Otmar Wiestler: Guten Morgen!
Degenhardt: Anlass für unser Gespräch ist ein Jubiläum: 50 Jahre forschen für ein Leben ohne Krebs. Fünf Jahrzehnte Forschung, das ist ja doch eine sehr lange Zeit. Warum müssen aber immer noch so viele Menschen an Krebs sterben?
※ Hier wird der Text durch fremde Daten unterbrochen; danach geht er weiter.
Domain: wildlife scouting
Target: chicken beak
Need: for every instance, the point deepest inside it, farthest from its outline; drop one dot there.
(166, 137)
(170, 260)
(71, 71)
Wiestler: Heute sind wir immerhin so weit, dass wir jeden zweiten Patienten und jede zweite Patientin heilen können. Das ist ein erheblicher Fortschritt verglichen zu den 60er-Jahren, als das Krebsforschungszentrum gegründet worden ist. Aber natürlich bedeutet das auch: Es versterben immer noch viele Menschen an Krebs, und wir werden noch erhebliche Forschungsanstrengungen brauchen, um auch denjenigen zu helfen, die wir heute noch nicht erfolgreich behandeln können.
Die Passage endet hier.